Orientation et activité de la première décennie
du VVIème siècle


La Crucifixion de Göttingen

C'est en fait dans le sillage de ces réflexions que Lorenzo compose la Crucifixion de Göttingen, cependant cette oeuvre picturale est à considérer plutôt comme une oeuvre graphique. Il s'agit probablement en fait d'une ébauche mais malgré les dimensions réduites, ou plutôt considérant les aptitudes de Credi, ce tableau représente le terme idéal de l'activité de l'artiste dans lequel se rejoignent les réalisations les plus pointues du professionnel.
La disposition traditionnelle des trois croix souligne la coupe rectangulaire du tableau en se servant de la réduction de l'élément horizontal dans les deux croix latérales. En revanche l'extension de ce même élément sur la croix centrale, insiste avec l'axe transversal sur la composition en la fermant nettement.
Le Christ est l'élément de fermeture et en même temps de raccord avec les autres personnages, c'est pourquoi il est disposé frontalement selon la tradition iconographique, le voleur à droite est peint d'une façon dure et âpre par Lorenzo par rapport au Christ: l'écartement des cuisses et des pieds du voleur crucifié, le tiraillement de ses épaules et de ses bras, la torsion douloureuse de son corps et pour finir un visage exprimant un pathos déjà connu chez certains peintres.

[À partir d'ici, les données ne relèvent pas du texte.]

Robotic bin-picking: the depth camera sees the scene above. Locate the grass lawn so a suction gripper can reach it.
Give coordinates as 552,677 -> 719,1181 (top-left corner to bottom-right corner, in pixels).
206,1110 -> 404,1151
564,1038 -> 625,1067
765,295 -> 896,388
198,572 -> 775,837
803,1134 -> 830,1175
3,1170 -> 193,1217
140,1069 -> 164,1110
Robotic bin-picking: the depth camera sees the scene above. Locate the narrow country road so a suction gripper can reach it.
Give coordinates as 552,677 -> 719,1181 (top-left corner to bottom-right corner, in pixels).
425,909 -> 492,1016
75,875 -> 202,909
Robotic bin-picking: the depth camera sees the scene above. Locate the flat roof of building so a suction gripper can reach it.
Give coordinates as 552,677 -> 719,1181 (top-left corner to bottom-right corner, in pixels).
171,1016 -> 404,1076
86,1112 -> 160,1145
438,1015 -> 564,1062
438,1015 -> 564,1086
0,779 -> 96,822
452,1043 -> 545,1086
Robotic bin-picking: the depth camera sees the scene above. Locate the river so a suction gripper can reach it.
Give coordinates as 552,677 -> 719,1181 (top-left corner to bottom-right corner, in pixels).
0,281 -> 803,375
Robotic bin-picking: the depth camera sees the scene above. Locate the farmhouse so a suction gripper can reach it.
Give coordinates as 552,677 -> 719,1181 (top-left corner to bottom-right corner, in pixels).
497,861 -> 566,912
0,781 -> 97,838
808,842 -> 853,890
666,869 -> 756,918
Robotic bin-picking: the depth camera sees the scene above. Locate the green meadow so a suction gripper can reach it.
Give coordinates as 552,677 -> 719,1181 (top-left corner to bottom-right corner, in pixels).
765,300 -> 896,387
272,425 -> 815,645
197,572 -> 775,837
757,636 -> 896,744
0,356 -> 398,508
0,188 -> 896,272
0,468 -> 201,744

L'étude du nu identifié au Louvre par Degenhart appartient certainement à ce domaine des réflexions complexes, où dans les muscles contractés de l'abdomen et des courbes tendues des flancs, transparaît l'effort douloureux, forcé aussi par la position des bras ouverts et idéalement retenus. Avec le voleur crucifié de la peinture de Göttingen, cette image se pose comme un point de conclusion et de récapitulation de cette brève "galerie" des nus dans laquelle l'artiste engage chaque partie du corps dessiné comme s'il voulait le figer dans une sorte d'attente languissante et tourmentée.
Revenons à la lecture de la peinture de Göttingen, notre regard descend par le tronc lisse des croix, suivant l'indication évidente des pieds pour arriver au groupe des femmes qui gémissent: certains personnages trahissent des souvenirs de la Déposition de Verrocchio de Berlin, et plus encore la connaissance de la production tardive de Botticelli, de la Calunnia aux Histoires de Lucrezia à la Pietà Poldi Pezzoli, mais ni le tableau de Verrocchio ne peut se comparer aux drapés soufflés,au jeu complexe que Lorenzo réalise dans ce groupe, ni l'impétueux mouvement qui bouleverse les personnages de Sandro, Lorenzo, lui, donne quelque chose de plus qu'une impulsion en liant avec une cohésion et une interdépendance rigoureuse les cinq femmes de la Crucifixion de Göttingen.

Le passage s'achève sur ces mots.